The bursting of the housing bubble has left millions of Americans searching for ways to deal with the increased costs of adjustable-rate or “balloon” loans and stave off foreclosure. Unfortunately, fraudsters see this misery as an opportunity to take advantage of desperate victims and fleece them as exactly the time these consumers can least afford it. The unfortunate reality of these scams is that thousands of consumers end up financially ruined and often out on the street.
While we certainly welcome stepped-up enforcement by federal and state authorities, we believe that such action often comes too late for victims of such scams.

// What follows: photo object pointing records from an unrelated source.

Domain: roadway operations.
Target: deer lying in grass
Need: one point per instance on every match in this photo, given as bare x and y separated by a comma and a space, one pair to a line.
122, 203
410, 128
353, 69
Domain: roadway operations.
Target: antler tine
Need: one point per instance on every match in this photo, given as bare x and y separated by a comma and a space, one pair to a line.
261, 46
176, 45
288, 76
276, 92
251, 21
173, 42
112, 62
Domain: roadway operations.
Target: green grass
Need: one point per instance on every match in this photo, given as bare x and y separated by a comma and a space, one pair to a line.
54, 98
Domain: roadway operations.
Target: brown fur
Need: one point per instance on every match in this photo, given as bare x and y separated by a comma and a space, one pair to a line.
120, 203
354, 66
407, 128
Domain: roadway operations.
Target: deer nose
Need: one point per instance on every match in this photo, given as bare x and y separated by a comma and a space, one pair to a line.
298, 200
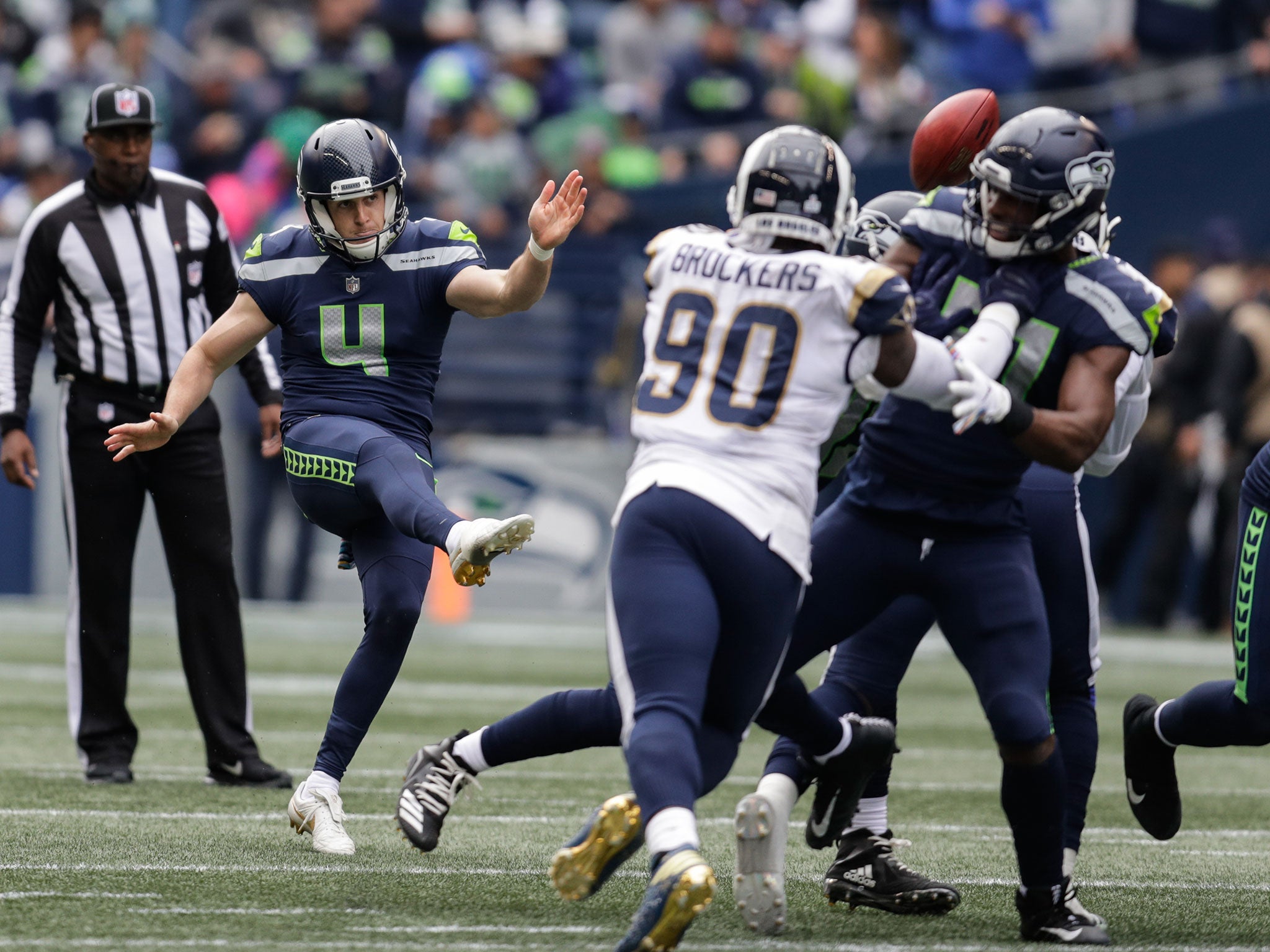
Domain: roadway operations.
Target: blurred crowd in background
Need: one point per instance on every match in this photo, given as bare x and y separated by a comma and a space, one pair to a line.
481, 94
487, 98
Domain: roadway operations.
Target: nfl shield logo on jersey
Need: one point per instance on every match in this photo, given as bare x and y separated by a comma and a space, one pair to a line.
127, 102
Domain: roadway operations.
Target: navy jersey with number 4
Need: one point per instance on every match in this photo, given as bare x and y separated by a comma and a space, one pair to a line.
361, 340
910, 460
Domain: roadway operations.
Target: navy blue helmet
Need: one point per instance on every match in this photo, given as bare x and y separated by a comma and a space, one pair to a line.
351, 159
1053, 161
877, 226
794, 183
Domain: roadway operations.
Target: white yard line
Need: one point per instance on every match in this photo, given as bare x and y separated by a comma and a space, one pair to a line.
456, 871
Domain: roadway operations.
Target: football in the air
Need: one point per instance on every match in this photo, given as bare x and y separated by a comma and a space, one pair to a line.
950, 136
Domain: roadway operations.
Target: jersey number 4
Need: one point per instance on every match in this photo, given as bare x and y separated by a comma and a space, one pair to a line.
368, 350
753, 368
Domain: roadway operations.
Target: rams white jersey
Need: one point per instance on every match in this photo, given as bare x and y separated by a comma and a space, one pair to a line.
746, 372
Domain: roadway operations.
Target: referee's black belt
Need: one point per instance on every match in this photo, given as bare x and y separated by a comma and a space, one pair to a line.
150, 394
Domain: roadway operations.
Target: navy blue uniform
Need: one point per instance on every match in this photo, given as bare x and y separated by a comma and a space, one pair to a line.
361, 353
933, 514
1236, 712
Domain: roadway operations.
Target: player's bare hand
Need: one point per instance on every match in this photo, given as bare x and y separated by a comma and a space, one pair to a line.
18, 460
130, 438
551, 219
271, 431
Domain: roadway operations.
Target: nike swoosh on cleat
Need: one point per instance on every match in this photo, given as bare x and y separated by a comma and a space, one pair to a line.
819, 829
1062, 935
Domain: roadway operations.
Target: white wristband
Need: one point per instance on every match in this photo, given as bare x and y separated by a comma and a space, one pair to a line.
543, 254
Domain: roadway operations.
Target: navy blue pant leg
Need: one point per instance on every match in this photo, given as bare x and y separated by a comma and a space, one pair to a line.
1235, 712
349, 477
699, 622
1061, 545
988, 603
557, 724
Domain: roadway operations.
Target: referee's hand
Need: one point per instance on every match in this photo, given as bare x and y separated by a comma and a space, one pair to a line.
130, 438
18, 460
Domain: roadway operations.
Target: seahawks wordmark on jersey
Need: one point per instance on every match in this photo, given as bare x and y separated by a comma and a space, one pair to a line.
746, 374
361, 339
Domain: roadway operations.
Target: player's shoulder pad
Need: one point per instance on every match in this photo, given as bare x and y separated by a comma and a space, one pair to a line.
433, 231
680, 232
1134, 307
879, 300
285, 253
938, 218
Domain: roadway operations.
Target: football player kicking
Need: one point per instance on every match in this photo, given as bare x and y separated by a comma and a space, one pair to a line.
1217, 714
747, 337
865, 671
365, 299
933, 511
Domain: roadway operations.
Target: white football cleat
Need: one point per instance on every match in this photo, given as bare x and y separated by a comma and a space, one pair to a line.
760, 885
475, 544
321, 813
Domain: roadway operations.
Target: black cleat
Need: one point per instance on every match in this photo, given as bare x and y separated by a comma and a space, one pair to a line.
841, 782
109, 774
433, 778
868, 874
1150, 776
1046, 919
248, 772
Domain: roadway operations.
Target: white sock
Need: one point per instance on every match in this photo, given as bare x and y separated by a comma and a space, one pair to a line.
1160, 733
453, 537
321, 781
781, 792
871, 815
470, 751
842, 744
670, 829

Who knows how many consumers could have avoiding becoming fraud statistics if they had been armed with information to help them spot these scams and take advantage of the legitimate resources available to help them negotiate with their creditors and avoid foreclosure?
With this in mind, NCL last week called on the nation’s leaders to place a renewed emphasis on consumer education to empower consumers to avoid mortgage modification, foreclosure rescue, and other forms of mortgage fraud.
Said NCL Executive Director Sally Greenberg:
“Recent multi-agency federal and state actions to tackle the threat of mortgage fraud are a positive step in helping to protect consumers. Fraudsters should be apprehended and brought to justice. All too often, however, victims of these schemes have already been ruined financially by the time mortgage fraud rings are broken up by law enforcement. Now, more than ever, enforcement should be tied to prevention by devoting more resources to educating consumers through churches, community centers, senior centers, schools, and libraries. This is needed particularly in vulnerable low-income, elderly, and immigrant communities, whose members are frequent targets for mortgage fraud.”
Last week, the Treasury Department stated that from July 2002 to June 2008, it had received nearly 180,000 reports suspicious activity related to potential mortgage fraud. While these statistics are shocking, it is likely that thousands more instances of such fraud go unreported. Enforcement against scammers is an important part of the fight against mortgage fraud, but it should not be the only part. For the vast majority of consumers, their homes are the biggest investment they will ever make. They should be empowered with information, through coordinated widely available consumer education efforts to avoid losing those investments to scam artists.